An oil spill in the Arctic would be disastrous and potentially unfixable. As a point of reference, the Deepwater Horizon oil spill took 87 days to stop and unleashed 210 million gallons of oil in the Gulf of Mexico, a disaster that is still impacting the area’s wildlife and economy today. According to Marilyn Heimann, director of the U.S. Arctic Program for Pew Charitable Trusts, a similar spill in the Arctic would be even worse. “[I]t took months in the Gulf to drill a relief well,” she said, “and they were not contending with extreme cold, darkness, high seas and ice.”
That is why it is so surprising that the US Interior Department upheld a 2008 lease sale on the Arctic’s Chukchi Sea on Tuesday, which paves the way for oil drilling in the region.
It is doubly surprising because little more than a year ago, the Interior released an environmental impact statement that concluded drilling in the Chukchi would have significant, negative, long-lasting impacts on the region – and carry a 75 percent risk that one or more large oil spills will occur if leases are developed.
This report was produced only after a January 2014 ruling by the Ninth Circuit Court of Appeals that the Interior had violated the law when it initially sold the Chukchi leases. After the Court ordered the Interior to reconsider the leases, and the Department admitted that Arctic drilling is a no-good-very-bad-idea, that would, in a sane world, be the end of the matter.
But now the Interior has gone against its own assessment and opened 30 million acres of the Chukchi to oil exploration.
“Our Arctic ocean is flat out the worst place on Earth to drill for oil,” said Niel Lawrence, Alaska director of the Natural Resources Defense Council. “The world’s last pristine sea, it is both too fragile to survive a spill and too harsh and remote for effective cleanup.”
Planet Experts editor-in-chief Pierce Nahigyan has written extensively about Shell & ConocoPhillips’ designs on the Arctic, and the Bureau of Ocean Management will soon conduct an environmental assessment on the former company’s exploration plan.

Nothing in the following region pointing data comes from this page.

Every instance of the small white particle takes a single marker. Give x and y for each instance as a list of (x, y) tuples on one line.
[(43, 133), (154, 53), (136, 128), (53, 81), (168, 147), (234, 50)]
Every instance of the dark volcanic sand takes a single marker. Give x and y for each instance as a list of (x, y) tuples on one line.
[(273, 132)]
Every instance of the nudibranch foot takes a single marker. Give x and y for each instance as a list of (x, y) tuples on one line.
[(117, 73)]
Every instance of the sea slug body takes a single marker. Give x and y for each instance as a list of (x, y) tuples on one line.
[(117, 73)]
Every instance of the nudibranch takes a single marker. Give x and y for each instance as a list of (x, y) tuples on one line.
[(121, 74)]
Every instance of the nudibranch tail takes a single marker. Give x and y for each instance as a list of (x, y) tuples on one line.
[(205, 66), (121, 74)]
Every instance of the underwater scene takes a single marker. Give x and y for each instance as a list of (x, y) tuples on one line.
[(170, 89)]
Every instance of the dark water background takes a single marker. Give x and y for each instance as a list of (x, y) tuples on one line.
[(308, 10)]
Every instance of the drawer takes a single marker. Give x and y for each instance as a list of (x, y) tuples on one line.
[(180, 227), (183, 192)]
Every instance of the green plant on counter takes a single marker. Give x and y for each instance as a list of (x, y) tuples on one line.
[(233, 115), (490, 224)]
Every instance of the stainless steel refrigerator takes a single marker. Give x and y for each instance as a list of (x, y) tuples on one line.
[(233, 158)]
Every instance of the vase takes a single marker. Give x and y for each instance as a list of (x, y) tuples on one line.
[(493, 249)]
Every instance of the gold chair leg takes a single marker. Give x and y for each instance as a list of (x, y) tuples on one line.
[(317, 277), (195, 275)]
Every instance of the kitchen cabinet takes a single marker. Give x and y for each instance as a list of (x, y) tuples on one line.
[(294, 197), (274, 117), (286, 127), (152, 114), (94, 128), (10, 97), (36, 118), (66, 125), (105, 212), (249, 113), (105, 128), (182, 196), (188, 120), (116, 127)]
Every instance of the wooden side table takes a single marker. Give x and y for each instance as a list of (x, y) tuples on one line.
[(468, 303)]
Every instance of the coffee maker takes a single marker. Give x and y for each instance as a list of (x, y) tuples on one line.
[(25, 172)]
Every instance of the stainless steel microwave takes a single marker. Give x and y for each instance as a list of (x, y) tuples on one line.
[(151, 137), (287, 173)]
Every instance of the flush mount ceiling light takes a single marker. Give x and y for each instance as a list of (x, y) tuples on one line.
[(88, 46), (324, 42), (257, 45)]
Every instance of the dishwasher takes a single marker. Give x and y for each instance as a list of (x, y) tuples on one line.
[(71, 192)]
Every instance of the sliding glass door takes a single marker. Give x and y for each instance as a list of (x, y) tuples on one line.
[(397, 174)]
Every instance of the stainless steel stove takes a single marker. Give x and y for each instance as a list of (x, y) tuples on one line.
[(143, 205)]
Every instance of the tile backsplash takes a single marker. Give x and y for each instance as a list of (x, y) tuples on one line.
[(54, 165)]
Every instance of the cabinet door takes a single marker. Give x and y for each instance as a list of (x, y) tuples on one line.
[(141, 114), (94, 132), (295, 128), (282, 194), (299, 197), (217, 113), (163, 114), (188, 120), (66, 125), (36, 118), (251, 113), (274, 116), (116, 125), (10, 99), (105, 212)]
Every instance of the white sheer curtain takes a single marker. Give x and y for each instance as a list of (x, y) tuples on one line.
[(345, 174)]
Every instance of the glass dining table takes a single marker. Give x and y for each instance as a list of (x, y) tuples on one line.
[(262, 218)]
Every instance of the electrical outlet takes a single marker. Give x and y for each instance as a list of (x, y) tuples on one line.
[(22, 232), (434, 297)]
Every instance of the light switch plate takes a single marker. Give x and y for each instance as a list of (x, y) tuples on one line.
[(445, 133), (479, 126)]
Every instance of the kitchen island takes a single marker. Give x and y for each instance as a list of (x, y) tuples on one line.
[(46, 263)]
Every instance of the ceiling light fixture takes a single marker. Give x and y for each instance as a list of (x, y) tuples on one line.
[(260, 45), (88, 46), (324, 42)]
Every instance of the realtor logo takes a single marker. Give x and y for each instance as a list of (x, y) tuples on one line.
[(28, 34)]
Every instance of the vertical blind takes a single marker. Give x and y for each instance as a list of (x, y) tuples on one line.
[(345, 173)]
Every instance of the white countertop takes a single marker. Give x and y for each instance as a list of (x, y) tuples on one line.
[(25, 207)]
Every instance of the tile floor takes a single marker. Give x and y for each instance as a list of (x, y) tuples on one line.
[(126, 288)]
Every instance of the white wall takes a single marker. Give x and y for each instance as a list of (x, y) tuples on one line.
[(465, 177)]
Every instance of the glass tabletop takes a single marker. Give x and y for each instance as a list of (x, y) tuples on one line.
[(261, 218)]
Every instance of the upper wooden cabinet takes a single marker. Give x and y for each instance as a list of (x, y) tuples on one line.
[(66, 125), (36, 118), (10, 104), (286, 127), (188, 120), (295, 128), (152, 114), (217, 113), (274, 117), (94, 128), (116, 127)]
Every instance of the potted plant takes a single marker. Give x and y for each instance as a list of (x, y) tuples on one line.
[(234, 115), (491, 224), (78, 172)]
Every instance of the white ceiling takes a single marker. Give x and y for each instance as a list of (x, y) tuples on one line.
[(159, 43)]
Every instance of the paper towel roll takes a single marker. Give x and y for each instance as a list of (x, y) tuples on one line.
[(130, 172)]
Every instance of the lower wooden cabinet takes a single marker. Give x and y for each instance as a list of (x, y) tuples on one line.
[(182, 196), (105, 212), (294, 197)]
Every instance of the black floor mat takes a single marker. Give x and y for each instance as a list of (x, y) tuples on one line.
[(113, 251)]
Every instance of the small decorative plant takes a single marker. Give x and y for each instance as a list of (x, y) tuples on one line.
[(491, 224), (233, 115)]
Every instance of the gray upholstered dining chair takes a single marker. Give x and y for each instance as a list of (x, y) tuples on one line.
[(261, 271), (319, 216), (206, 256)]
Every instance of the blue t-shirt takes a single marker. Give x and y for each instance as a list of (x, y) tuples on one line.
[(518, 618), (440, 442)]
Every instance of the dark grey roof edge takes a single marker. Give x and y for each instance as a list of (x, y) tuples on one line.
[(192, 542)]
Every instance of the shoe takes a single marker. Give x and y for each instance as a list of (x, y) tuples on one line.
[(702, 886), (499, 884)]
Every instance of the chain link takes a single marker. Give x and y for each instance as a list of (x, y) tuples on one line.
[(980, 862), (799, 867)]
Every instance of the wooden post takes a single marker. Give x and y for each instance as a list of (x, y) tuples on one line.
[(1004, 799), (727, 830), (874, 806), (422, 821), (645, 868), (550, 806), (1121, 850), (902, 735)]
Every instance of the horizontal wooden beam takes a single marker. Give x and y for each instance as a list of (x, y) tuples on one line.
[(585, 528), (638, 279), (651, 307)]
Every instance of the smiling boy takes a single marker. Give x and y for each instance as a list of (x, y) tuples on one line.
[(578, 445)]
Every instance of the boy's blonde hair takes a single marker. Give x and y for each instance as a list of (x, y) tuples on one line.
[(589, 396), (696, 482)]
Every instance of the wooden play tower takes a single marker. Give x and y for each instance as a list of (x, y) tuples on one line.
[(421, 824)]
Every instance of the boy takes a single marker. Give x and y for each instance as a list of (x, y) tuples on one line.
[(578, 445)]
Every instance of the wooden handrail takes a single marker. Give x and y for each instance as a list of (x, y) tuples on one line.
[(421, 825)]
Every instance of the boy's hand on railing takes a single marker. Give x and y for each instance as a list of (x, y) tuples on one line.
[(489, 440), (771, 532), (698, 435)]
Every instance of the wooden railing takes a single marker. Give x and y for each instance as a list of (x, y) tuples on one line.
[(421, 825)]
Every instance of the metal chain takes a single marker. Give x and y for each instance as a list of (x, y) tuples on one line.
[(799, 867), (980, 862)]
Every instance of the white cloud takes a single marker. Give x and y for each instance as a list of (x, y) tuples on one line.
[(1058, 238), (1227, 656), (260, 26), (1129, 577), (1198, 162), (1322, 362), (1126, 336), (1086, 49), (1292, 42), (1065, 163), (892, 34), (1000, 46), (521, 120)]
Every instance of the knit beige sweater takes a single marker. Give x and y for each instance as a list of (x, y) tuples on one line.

Marissa Knodel, a climate campaigner with Friends of the Earth, has called the Interior’s decision “unconscionable.”
“It is unconscionable that the federal government is willing to risk the health and safety of the people and wildlife that live near and within the Chukchi Sea for Shell’s reckless pursuit of oil,” she said. “Shell’s dismal record of safety violations and accidents, coupled with the inability to clean up or contain an oil spill in the remote, dangerous Arctic waters, equals a disaster waiting to happen.”
“We are disappointed in Interior’s rushed lease sale decision,” said Erik Grafe, a staff attorney with Earthjustice. “Interior still has time to make a better decision when evaluating Shell’s drilling plan, and we sincerely hope it says no to Shell’s louder, bigger, and dirtier tactics, loaded with potential environmental harm.
Last January, Alaska Native and conservation groups were overjoyed by the Ninth Circuit’s ruling and called it “a victory for the Arctic Ocean.”
In a joint statement, the several organizations declared that “[t]he government has no business offering oil companies leases in the Chukchi Sea. The area is home to iconic species such as polar bear, bowhead whales, and walrus and to a vibrant indigenous subsistence culture. Drilling for oil puts at risk the region’s wildlife and people, and it takes us off the path toward a clean energy future.”
The organizations urged the Obama administration to “take seriously its obligation to re-think whether to allow risky industrial activities in the Chukchi Sea.”
Unfortunately, the Obama administration’s decision seems to now be that the oil – an estimated three years’ worth of global demand – is worth the risk.